Paso a paso recomendado:
1. Corte adecuado: Se debe utilizar un trozo de papel aluminio suficientemente grande para cubrir toda la tarjeta, tanto por delante como por detrás.
2. Sellado completo: Es fundamental doblar bien los bordes para evitar espacios abiertos. Cualquier abertura podría permitir el paso de la señal.
3. Doble capa (opcional): Para mayor protección, se puede añadir una segunda capa de aluminio.
4. Evitar presión excesiva: No se debe arrugar demasiado ni presionar fuerte, ya que esto podría afectar el chip o la banda magnética.
5. Buen almacenamiento: Guardar la tarjeta en un espacio firme dentro de la cartera ayuda a evitar que el aluminio se rompa o desgaste rápidamente.
¿Existen mejores alternativas?
Aunque el papel aluminio puede ser una solución rápida y económica, no es la única opción disponible. Existen alternativas más prácticas y duraderas que ofrecen una protección más confiable:
- Carteras con bloqueo RFID
- Fundas protectoras especializadas
- Desactivar pagos sin contacto (en algunos bancos)
- Activar notificaciones de movimientos en tiempo real
Estas opciones están diseñadas específicamente para proteger tarjetas y suelen ser más cómodas para el uso diario.
Lo que dicen los expertos sobre este truco viral
Especialistas en ciberseguridad coinciden en que el riesgo de skimming inalámbrico existe, pero no es tan común como otros fraudes, como el phishing o el robo de datos en línea.
Aun así, recomiendan tomar precauciones, especialmente en lugares concurridos. El uso de papel aluminio puede ser una medida adicional, pero no debe generar una falsa sensación de seguridad.

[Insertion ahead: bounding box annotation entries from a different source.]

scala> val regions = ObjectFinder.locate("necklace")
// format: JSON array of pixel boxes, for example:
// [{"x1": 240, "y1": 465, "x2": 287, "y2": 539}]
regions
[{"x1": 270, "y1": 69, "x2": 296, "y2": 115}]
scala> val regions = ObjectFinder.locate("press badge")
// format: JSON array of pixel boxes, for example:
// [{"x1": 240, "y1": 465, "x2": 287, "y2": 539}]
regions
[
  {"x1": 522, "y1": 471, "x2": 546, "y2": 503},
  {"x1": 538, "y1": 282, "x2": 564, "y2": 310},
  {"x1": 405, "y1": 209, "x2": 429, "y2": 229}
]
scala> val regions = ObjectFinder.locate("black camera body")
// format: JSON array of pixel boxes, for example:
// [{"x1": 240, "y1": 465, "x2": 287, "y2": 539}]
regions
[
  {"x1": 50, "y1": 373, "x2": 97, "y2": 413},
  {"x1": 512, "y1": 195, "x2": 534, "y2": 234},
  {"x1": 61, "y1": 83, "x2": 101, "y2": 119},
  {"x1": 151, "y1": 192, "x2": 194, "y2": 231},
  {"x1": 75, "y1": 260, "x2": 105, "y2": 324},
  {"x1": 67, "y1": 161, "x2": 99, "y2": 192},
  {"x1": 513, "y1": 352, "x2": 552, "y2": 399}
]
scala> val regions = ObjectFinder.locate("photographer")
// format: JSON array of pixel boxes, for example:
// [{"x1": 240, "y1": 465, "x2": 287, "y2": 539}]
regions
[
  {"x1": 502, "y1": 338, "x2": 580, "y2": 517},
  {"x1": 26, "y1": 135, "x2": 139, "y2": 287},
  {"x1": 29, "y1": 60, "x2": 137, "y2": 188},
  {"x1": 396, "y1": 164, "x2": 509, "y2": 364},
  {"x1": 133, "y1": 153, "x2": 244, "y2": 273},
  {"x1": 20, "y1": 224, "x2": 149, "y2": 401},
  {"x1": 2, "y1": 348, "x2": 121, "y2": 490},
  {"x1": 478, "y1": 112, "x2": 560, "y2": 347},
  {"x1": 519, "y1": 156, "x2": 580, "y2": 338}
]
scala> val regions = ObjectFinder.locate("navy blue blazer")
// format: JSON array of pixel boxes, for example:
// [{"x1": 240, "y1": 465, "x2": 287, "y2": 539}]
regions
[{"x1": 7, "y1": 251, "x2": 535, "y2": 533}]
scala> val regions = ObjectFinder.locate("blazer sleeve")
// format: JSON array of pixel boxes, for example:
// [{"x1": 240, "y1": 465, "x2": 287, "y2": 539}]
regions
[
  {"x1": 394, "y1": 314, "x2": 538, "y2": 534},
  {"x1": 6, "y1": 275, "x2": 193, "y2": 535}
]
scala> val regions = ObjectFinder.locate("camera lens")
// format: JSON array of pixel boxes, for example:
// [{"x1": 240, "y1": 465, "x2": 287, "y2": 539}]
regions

El miedo al robo de datos dispara un truco casero inesperado: envolver tarjetas con papel aluminio. Descubre si realmente bloquea la señal RFID y protege tu dinero. Foto: Archivo
¿Vale la pena envolver tus tarjetas?
La tendencia de envolver tarjetas de crédito con papel aluminio refleja una preocupación real: proteger la información financiera en un mundo cada vez más digital.
Aunque el método tiene base científica y puede funcionar como una barrera básica, no es una solución definitiva. Su mayor valor radica en ser una alternativa accesible para quienes buscan protección inmediata sin gastar dinero.
En última instancia, la mejor defensa contra fraudes es la combinación de hábitos inteligentes, herramientas de seguridad y mantenerse informado.
Porque sí, el papel aluminio puede ayudarte… pero la verdadera protección está en cómo usas tu tarjeta cada día.